Riccardo Tisci is in a reflective mood. Pre-fall, men's, and now his Couture collection have found him looking back over his first seven years at Givenchy and reworking familiar pieces with what he described as a new maturity. "To me, the mark of a successful designer is having an identity," he said, citing Miuccia Prada, Donatella Versace, and Lagerfeld's Chanel. We'd say that Tisci more than qualifies.
His ten-piece Couture lineup was divided into three rooms. The first was devoted to crocodile, and what the Givenchy atelier has done to the precious skin is positively jaw-dropping. For a long, clingy dress, the scales on the hide were individually cut and numbered, then bleached, dyed, and resewn one by one in order onto a tulle body stocking. It took 350 hours to make. The artisans who worked on a cropped and fitted jacket (with the same star motif as the designer used in his menswear show) perhaps didn't log as many hours, but the payoff was just as impressive.
Tisci said his two inspirations this season were the 1927 Fritz Lang movie Metropolis and the theme music from a more obscure Russian film, 1924's Aelita: Queen of Mars (add that one to your Netflix queue, pronto). You could see their influence most clearly in the Art Deco embellishments on the dresses in the crystal room. The designer also pointed out the parallels between Lang's high-city/low-city film and his own bejeweled gowns worn over workmen's tank tops. In fact, the tanks weren't as proletarian as all that, coming as they did in a cashmere blend.
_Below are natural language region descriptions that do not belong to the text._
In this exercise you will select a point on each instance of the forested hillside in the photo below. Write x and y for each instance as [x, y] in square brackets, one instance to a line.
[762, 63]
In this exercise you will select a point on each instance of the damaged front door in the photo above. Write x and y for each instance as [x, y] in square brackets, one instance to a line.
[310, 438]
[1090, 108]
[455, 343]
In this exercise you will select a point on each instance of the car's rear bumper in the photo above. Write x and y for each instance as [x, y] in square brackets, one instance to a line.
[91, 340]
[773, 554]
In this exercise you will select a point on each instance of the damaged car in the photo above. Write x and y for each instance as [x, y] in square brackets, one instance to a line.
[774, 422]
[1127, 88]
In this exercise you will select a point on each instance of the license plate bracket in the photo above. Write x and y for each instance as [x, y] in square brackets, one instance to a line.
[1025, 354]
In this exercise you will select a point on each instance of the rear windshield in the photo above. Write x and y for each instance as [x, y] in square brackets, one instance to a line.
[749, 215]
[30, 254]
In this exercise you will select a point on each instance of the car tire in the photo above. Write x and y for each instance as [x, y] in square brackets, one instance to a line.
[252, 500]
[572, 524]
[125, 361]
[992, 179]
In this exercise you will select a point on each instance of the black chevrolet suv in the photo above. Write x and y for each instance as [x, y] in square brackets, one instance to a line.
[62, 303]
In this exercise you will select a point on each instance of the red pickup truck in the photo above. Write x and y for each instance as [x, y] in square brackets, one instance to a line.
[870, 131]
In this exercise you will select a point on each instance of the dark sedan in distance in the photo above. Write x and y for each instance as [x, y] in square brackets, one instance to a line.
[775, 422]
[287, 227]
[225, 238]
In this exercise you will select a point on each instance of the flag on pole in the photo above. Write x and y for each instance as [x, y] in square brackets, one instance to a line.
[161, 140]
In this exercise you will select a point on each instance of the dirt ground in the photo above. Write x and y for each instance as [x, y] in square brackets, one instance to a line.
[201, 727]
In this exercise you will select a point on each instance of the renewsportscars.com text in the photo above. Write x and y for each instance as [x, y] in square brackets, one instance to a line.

The standout in the black and white room was a white silk T-shirt tucked into a black silk cady skirt that unzipped almost all the way up to the right hip, the white sequin lining only flashing when the model walked by. In a week of ball gowns as wide as they are high and beads by the bushel, it takes a special maturity to exercise that kind of restraint, but in its own subtle way, it showcased the same kind of bravado as did the models' nose rings and doorknocker-size hoops. This is a designer with confidence to spare.